Captain blames current
ATHENS, Greece — A cruise ship captain indicted on negligence charges after his vessel foundered on a volcanic reef and sank in the Aegean Sea blamed strong currents for the accident, state-run television reported Sunday.
Two French tourists have been missing since Thursday when the ship struck rocks and eventually sank off the island of Santorini. All the other people on board — 1,154 passengers and 391 crew, according to operator Louis Cruise Lines — were rescued.
State-run NET television quoted from what it said were excerpts of his deposition to a public prosecutor on the island of Naxos, blaming currents off the volcanic island for the accident.
"I felt the ship, which had been on a normal course, slip to the right because of sea currents," NET quoted him as saying. "I gave the order for a full turn left. But there was not enough time for the ship to respond."
Authorities have not named the captain or five other crew members charged.
They were indicted on blanket charges of causing a shipwreck through negligence, breaching international shipping safety regulations and polluting the environment, the Cyclades islands public prosecution office said. All have been released pending further testimony.

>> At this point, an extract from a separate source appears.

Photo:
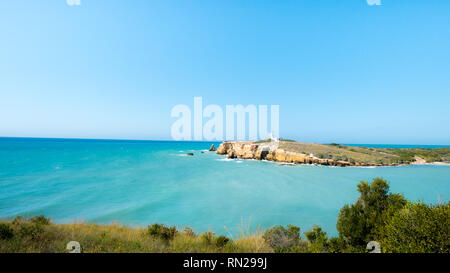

Most of the ship's passengers were American, but also included groups from Canada, Britain, Spain, France, Australia, and the Dominican Republic. Most returned home Friday and Saturday and some described the evacuation as poorly organized and chaotic.
The missing French passengers were a 45-year-old man and his 16-year-old daughter. The man's wife told authorities she had narrowly escaped from the family's flooding cabin on a lower deck, near the area where the rocks tore a hole in the hull.